Caribou a Penny Ahead, Outlook Same - Analyst Blog
February 27 2012 - 4:45AM
Zacks
Caribou Coffee Company,
Inc. (CBOU), the second largest premium coffeehouse
operator in the United States, posted adjusted earnings of 14 cents
per share in the fourth quarter of 2011, exceeding both the Zacks
Consensus Estimate and the year-ago quarter earnings by a penny. In
fiscal 2011, adjusted earnings stood at 42 cents per share versus
27 cents in the prior year.
The company’s sales during the
quarter increased 18.8% to $92.5 million, aided by improved
performance across all its business lines. In fiscal 2011, revenue
jumped 15.0% year over year to $326.5 million.
Quarter
Highlights
Segment wise, Coffeehouse sales
escalated 6.1% year over year to $66.0 million during the quarter,
driven by a 5.6% rise in comparable coffeehouse sales. Commercial
sales shot up 77.5% to $23.3 million, due to higher sales from the
Keurig single-serve platform as well as existing and new customers.
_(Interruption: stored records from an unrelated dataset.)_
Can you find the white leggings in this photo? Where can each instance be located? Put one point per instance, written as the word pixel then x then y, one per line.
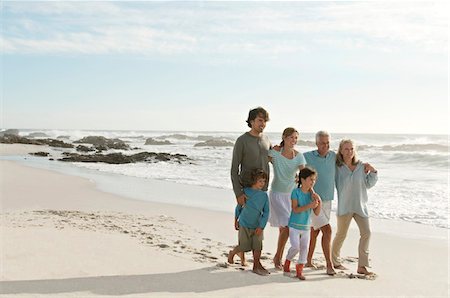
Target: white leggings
pixel 299 243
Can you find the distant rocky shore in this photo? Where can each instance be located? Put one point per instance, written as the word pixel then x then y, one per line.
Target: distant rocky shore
pixel 98 144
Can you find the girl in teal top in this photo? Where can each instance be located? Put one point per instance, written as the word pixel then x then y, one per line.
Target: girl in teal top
pixel 304 199
pixel 286 162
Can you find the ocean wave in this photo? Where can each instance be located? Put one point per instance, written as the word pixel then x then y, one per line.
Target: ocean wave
pixel 429 160
pixel 408 147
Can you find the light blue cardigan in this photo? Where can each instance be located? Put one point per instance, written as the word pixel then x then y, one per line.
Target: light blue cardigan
pixel 352 189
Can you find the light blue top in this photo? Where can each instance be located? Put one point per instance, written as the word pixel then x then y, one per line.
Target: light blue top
pixel 326 169
pixel 352 189
pixel 284 171
pixel 255 213
pixel 301 220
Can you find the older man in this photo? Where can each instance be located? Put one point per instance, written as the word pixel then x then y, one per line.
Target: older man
pixel 324 162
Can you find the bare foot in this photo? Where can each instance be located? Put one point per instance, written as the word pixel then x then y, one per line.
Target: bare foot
pixel 277 264
pixel 231 257
pixel 242 257
pixel 330 271
pixel 363 270
pixel 340 267
pixel 261 271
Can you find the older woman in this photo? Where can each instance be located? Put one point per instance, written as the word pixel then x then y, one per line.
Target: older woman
pixel 353 178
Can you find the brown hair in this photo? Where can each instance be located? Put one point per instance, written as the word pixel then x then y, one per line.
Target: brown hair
pixel 286 133
pixel 305 173
pixel 259 111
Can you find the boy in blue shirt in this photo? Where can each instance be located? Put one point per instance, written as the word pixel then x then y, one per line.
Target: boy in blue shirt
pixel 251 221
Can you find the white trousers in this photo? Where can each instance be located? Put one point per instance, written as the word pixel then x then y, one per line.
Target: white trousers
pixel 299 244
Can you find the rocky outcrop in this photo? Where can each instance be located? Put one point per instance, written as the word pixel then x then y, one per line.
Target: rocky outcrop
pixel 14 139
pixel 37 135
pixel 215 143
pixel 119 158
pixel 40 153
pixel 102 143
pixel 83 148
pixel 151 141
pixel 55 143
pixel 9 132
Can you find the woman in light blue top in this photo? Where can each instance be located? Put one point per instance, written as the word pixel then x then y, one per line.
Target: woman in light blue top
pixel 353 178
pixel 286 162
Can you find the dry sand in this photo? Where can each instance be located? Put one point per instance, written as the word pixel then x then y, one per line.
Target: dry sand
pixel 62 237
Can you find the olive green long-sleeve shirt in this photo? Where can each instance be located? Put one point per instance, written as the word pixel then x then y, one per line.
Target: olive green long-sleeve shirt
pixel 249 153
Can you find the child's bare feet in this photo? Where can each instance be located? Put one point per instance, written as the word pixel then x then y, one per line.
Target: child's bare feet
pixel 242 257
pixel 231 257
pixel 277 264
pixel 363 270
pixel 260 270
pixel 330 271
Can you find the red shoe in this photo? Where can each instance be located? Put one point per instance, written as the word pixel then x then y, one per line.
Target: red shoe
pixel 299 269
pixel 287 265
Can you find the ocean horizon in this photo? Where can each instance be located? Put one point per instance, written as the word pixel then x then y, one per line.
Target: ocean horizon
pixel 413 168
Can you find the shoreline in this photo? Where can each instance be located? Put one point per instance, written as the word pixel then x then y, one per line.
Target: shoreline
pixel 143 189
pixel 63 236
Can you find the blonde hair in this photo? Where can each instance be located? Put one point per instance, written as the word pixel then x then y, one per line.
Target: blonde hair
pixel 340 158
pixel 287 132
pixel 321 133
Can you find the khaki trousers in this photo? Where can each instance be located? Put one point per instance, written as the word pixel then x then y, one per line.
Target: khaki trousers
pixel 343 223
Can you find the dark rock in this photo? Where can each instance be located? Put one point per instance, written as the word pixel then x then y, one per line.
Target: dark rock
pixel 37 135
pixel 99 141
pixel 82 148
pixel 119 158
pixel 15 139
pixel 40 153
pixel 9 132
pixel 215 143
pixel 151 141
pixel 55 143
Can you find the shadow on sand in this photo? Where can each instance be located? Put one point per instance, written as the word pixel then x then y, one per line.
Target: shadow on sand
pixel 196 281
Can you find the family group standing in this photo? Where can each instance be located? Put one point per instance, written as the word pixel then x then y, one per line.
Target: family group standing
pixel 300 213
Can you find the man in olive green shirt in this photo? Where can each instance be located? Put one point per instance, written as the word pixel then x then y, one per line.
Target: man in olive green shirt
pixel 251 151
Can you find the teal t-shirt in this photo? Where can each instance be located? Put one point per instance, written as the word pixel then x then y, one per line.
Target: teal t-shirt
pixel 301 220
pixel 284 171
pixel 326 169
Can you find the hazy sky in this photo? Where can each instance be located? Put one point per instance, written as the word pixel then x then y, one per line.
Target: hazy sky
pixel 370 67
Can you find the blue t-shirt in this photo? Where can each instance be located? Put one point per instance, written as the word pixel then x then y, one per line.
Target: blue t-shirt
pixel 284 171
pixel 255 213
pixel 301 220
pixel 326 169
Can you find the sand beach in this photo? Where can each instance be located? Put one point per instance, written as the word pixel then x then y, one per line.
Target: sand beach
pixel 62 237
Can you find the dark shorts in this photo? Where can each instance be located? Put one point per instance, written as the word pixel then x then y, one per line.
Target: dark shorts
pixel 248 240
Franchise revenues rose 24.6% to $3.3 million, attributable to
higher product sales and royalties.
Cost of sales and related occupancy
cost increased 36.0% to $49.6 million in the fourth quarter of
2011, driven by higher sales in the quarter. Operating expense
climbed 5.7% to $27.5 million, attributable to unit growth and
higher sales volume. General and administrative expense fell 3.3%
to $7.5 million, but depreciation and amortization expenses upped
1.3% to $3.1 million.
Total operating income expanded
5.5% to $4.9 million, but operating margin contracted 70 basis
points (bps) to 5.3% due to higher cost of sales and related
occupancy cost.
Store Update
During the quarter, Caribou Coffee
opened 5 company-owned and 19 franchised-owned coffeehouses. The
company also closed 2 company-owned coffeehouses. At the end of the
quarter, the company had 412 company-owned and 169 franchised
coffeehouses.
Financial
Position
Caribou Coffee ended the year with
cash and cash equivalents of $44.5 million and shareholders’ equity
of $101.3 million.
Outlook
The Minneapolis, Minnesota-based
company reaffirmed its financial outlook for 2012. The company
expects comparable sales growth of 2% to 4% and adjusted earnings
per share in the range of 48 cents to 51 cents. However, the
company expects net sales growth of 10%, lower than its previously
expected range of 10% to 12%.
Our Take
We expect estimates to increase for
fiscal 2012 as the company remains optimistic regarding growth
across all the segments. Caribou Coffee continues to focus on unit
growth and plans to open 55 to 70 locations in 2012, implying an
upside of 10% to 12%. The Zacks Consensus Estimates for fiscal 2012
and 2013 are 50 cents and 66 cents per share, respectively,
reflecting year-over-year growth of 20.0% and 30.2%.
One of Caribou Coffee’s
competitors, Texas Roadhouse Inc
(TXRH) recently posted third quarter 2011
earnings of 22 cents, which surpassed the Zacks Consensus Estimate
of 19 cents and grew 15% year over year. The higher-than-expected
results were attributable to lower-than-anticipated workers
compensation expense, property tax expense and income tax rate.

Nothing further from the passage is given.